INTERVIEW: Theodore Schaefer on “Giving Birth to a Butterfly”

After a decade of working his way up through the indie film ranks, writer-director-producer Theodore Schaefer at last sees the debut of his highly distinctive first feature, co-written with Patrick Lawler, called Giving Birth to a Butterfly. The surreal drama took its buzzworthy festival bow at 2021’s Fantasia International Film Festival, but only recently made its U.S. roadshow theatrical run before dropping this week as an exclusive streaming premiere on Fandor.

Annie Parisse (Diana) and Gus Birney (Marlene) top an all-star cast of theatrical notables as two women, a generation apart, whose spiritual compasses are spinning wildly. After pharmacist Annie is scammed by a credit fraudster, she leaves her fraught household behind to hit the road with Marlene, her son’s pregnant (but not by him) girlfriend, on a quest to track down the culprit at a mysterious address… and, perhaps, find themselves in the process.
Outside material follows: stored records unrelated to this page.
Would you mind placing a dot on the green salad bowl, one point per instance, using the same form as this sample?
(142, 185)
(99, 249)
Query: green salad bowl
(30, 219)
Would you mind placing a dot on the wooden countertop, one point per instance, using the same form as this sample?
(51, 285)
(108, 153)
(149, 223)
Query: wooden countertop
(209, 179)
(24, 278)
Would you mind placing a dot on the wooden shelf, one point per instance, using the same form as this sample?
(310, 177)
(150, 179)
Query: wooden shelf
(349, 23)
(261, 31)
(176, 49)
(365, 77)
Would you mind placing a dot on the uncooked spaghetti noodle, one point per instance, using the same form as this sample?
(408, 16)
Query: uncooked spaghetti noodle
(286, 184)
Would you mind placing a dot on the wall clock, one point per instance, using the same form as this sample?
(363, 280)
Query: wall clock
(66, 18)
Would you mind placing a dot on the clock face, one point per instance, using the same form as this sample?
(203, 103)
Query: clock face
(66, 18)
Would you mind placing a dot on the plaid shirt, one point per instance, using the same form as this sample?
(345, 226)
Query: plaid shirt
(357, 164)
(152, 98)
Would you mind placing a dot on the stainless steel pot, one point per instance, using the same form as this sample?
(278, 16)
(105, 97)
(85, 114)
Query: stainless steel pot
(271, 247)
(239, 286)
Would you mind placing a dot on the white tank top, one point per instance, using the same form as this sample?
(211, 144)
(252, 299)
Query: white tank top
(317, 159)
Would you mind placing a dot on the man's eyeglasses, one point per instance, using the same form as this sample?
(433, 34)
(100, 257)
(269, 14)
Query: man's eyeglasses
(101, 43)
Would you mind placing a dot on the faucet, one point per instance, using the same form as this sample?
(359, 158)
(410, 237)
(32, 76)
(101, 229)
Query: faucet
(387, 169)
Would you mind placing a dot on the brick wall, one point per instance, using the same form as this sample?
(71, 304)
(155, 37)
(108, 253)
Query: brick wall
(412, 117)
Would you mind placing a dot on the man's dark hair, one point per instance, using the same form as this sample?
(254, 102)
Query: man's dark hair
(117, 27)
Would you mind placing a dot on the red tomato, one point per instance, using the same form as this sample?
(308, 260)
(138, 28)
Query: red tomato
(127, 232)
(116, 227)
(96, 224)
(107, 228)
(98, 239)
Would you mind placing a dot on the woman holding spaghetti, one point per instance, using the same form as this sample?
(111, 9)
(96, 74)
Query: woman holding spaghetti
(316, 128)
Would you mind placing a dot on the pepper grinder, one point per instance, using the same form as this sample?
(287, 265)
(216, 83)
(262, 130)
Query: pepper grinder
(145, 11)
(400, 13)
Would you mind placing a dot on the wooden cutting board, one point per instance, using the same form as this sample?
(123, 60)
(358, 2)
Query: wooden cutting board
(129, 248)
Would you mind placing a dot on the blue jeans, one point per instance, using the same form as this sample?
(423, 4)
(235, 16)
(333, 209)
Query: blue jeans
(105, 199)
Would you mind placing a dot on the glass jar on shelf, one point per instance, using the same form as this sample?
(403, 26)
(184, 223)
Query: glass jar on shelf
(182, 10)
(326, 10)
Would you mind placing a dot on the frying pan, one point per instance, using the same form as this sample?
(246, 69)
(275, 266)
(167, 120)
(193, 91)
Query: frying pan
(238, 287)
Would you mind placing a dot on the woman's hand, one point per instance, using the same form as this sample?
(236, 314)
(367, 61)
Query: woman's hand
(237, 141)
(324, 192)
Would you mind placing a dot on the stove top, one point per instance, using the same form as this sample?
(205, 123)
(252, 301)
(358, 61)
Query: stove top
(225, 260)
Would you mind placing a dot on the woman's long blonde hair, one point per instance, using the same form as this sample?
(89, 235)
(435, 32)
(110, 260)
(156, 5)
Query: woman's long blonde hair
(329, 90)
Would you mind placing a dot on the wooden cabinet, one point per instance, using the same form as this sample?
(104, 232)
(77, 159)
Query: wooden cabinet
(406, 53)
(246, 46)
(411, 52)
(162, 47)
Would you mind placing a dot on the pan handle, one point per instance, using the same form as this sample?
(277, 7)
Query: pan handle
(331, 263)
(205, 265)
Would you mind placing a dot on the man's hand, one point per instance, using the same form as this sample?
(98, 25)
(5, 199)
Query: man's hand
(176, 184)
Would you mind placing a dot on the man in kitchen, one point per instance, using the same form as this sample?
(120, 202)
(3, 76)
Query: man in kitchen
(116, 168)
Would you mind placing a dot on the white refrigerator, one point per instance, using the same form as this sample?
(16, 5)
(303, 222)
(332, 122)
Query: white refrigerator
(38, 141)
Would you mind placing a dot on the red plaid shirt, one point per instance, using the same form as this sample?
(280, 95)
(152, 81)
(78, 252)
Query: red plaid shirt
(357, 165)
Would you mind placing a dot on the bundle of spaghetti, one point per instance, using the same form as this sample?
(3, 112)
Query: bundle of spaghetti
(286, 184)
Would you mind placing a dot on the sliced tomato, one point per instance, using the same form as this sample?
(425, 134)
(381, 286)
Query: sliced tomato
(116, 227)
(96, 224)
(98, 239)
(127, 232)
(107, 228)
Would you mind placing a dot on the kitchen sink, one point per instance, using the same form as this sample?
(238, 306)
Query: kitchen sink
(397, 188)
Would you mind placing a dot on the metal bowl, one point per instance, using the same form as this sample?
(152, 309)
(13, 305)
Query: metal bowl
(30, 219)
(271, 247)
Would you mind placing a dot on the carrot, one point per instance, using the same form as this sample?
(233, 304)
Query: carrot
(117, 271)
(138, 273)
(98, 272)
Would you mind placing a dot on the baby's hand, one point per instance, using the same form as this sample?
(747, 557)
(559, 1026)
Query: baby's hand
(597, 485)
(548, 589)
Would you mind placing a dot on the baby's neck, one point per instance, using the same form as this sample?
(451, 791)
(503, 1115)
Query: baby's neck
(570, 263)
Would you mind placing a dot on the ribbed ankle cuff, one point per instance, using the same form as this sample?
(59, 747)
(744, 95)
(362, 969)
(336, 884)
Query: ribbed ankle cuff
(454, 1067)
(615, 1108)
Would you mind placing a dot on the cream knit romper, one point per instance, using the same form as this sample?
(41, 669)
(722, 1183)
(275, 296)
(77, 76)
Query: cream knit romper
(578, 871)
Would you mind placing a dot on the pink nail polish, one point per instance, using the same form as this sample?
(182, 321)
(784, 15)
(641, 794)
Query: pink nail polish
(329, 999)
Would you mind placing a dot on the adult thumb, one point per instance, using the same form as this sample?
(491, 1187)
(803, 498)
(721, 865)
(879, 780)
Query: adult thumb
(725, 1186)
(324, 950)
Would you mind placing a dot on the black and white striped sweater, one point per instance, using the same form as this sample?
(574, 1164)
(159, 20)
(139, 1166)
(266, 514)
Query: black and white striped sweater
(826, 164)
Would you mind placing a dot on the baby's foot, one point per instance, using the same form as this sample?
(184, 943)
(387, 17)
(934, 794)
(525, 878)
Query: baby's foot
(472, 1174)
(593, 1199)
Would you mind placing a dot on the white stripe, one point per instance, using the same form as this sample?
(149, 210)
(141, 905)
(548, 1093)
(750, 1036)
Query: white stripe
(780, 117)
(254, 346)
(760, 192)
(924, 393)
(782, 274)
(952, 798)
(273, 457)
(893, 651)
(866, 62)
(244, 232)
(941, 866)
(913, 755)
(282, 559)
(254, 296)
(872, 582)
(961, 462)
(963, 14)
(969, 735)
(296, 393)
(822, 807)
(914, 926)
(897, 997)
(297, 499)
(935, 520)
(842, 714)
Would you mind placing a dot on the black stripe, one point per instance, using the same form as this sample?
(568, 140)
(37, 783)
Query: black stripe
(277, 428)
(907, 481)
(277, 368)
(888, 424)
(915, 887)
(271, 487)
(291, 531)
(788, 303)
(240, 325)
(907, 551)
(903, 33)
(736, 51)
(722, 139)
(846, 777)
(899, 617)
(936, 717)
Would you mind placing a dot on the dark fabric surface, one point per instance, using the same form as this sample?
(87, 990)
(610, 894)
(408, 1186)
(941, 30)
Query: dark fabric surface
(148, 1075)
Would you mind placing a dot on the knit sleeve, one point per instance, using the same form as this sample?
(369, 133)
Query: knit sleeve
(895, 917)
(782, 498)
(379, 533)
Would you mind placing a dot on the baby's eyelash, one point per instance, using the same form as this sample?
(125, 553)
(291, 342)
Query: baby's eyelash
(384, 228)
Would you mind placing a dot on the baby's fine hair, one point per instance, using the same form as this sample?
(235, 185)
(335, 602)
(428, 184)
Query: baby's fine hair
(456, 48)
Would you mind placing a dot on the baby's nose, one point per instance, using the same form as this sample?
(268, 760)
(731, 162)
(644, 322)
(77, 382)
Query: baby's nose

The film’s uncanny tone, eccentric characters, theatrical writing and imaginative art design — all assembled before cinematographer Matt Clegg’s 16mm camera — conspire in one of the year’s most original films.

Schaefer, who also produced Jane Schoenbrun’s coming-of-age Internet spooker We’re All Going to the World’s Fair and Dustin Guy Defa’s latest comedy The Adults, spoke recently with Keyframe about his long-term collaboration with Lawler, nailing the film’s unusual vibe and the challenges of shooting a character (played by veteran actress Judith Roberts, whose career started as “The Beautiful Girl Across the Hall” in David Lynch’s Eraserhead) as twins in a climactic scene.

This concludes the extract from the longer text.